Gary Oldman and Antonio Banderas play the two attorneys who are running their firm Mossack Fonseca, through which they set up 214,000 shell companies around the world. To keep things interesting, Soderbergh has the two also play the narrators, breaking the fourth wall and smugly explaining the story.
Their use feels a little irritating, given that the actors’ primary goal is to explain things to us in smugly and act for about ten minutes towards the end when they assume their roles. While Banderas is still bearable as the narrator (as Ramon Fonseca), Gary Oldman, as Jurgen Mossack and his co-narrator, is annoying to behold.
All this isn’t to say that the movie is unwatchable or a complete mess. The film does effectively manage to explain the events which lead to the leak and the powers the rich in the world can abuse to further their gain. It cannot be denied, however, that this is a low point for Soderbergh as he neglects a who’s who cast of A-Listers, as well as several outstanding supporting actors: Sharon Stone, David Schwimmer, and Jeffery Wright.
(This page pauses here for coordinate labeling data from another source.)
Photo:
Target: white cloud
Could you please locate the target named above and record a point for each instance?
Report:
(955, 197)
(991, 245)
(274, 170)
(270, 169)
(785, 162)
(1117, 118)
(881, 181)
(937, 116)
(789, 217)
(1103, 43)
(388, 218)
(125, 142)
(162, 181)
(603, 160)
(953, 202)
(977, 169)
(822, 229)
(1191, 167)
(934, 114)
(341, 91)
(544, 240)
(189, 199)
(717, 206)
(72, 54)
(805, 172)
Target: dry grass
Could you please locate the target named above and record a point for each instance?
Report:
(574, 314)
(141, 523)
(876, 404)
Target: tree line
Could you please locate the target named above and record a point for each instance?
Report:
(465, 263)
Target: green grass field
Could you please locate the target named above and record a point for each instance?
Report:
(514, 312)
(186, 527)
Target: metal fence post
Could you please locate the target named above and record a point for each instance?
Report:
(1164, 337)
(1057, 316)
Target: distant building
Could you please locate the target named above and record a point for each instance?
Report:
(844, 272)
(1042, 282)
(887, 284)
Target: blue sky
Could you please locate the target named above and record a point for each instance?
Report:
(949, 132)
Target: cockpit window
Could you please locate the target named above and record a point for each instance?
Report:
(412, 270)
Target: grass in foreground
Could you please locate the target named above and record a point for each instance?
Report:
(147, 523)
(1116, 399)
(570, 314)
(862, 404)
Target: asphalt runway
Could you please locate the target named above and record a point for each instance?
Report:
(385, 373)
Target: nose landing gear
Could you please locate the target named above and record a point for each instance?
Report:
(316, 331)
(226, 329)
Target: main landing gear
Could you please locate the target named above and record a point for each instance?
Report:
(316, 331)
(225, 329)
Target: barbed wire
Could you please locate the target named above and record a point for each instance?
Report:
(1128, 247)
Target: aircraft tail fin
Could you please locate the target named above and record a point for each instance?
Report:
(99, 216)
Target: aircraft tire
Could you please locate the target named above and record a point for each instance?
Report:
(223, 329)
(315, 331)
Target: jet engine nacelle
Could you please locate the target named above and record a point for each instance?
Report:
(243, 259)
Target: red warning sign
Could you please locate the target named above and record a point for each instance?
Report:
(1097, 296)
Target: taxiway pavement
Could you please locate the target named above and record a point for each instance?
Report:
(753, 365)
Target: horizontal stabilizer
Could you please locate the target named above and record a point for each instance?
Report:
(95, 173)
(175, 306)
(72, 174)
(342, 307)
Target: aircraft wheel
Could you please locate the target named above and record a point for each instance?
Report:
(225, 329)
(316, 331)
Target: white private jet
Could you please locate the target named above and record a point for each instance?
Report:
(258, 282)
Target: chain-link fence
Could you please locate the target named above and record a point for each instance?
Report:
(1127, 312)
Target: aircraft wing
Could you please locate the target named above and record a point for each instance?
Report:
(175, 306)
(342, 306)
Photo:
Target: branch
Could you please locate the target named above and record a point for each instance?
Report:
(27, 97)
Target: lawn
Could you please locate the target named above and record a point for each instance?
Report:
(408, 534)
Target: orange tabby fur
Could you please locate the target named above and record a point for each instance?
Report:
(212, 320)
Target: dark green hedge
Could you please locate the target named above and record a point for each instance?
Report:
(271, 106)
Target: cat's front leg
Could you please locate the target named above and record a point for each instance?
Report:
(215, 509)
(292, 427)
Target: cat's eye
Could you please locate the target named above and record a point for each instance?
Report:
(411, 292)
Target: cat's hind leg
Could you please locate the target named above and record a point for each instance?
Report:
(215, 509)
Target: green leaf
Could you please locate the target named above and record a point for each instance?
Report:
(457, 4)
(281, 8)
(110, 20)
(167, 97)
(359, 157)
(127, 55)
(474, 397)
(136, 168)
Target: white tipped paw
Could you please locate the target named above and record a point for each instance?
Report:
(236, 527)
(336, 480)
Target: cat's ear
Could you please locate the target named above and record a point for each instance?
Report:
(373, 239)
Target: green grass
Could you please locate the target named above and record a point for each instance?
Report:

If Laundromat is trying to say something about the state of the wealthy in the world or the corrupt systems that assist them, it is too generic to mean anything. Scot Z. Burns’ screenplay lacks cohesion, but ultimately its Soderbergh who doesn’t know quite how to make this film click.
The lazy use of the fourth wall to fill us in on how everything unfolded would be fine if, for example, the film didn’t end with Meryl Streep, out of character, standing up and posing as the statue of liberty and talking about how there are still corrupt people in the world. The movie feels oddly patronizing at times, which is quite strange, given that there is nothing at all smart about it.